Document Detail

Long-term follow-up of acute partial transverse myelitis.
MedLine Citation:
PMID:  22410443     Owner:  NLM     Status:  MEDLINE    
BACKGROUND: Acute partial transverse myelitis (APTM) may be the first clinical symptom of multiple sclerosis (MS) or may remain a monophasic event.
OBJECTIVES: To evaluate the risk of conversion to MS and long-term disability, and to determine prognosis factors for disability.

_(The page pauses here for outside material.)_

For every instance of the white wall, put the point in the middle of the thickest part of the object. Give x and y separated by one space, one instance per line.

DESIGN: We identified patients with no previous history of neurological disease who experienced APTM between January 1998 and December 2005 and were followed up at 3 university hospitals in France. Data on the patients' demographics and clinical states during follow-up, as well as data on cerebrospinal fluid (CSF) analysis, brain and spinal cord magnetic resonance imaging (MRI), and visual evoked potentials, were analyzed.
SETTING: Neurology departments of 3 university hospitals in Lille, Strasbourg, and Rouen, France, respectively.
PATIENTS: A total of 85 patients with no previous history of neurological disease who experienced APTM.
RESULTS: The mean (SD) follow-up period was 104.8 (29.8) months. There were 57 women (67%) and 28 men (33%), with a mean (SD) age at onset of 36.7 (11.7) years. At the end of follow-up, 53 patients (62%) were classified as having MS with a mean (SD) Expanded Disability Status Scale score of 2.6 (1.8), 1 patient (1%) was classified as having postinfectious myelitis, 1 (1%) as having neuromyelitis optica, 1 (1%) as having Sjögren syndrome, and 29 (34%) still had APTM of undetermined etiology. Oligoclonal bands in CSF were more frequent in patients with MS (92%) than in patients with APTM of undetermined etiology (38%). Brain MRI results were abnormal in 87% of patients with MS and 27% of patients with APTM of undetermined etiology; visual evoked potentials were abnormal in 43% of patients with MS and 4% of patients with APTM of undetermined etiology. Oligoclonal bands in CSF (odds ratio, 15.76 [95% CI, 2.95-84.24]) and at least 1 MRI-detected brain lesion (odds ratio, 7.74 [95% CI, 2.42-24.74]) were independent predictive factors for conversion to MS.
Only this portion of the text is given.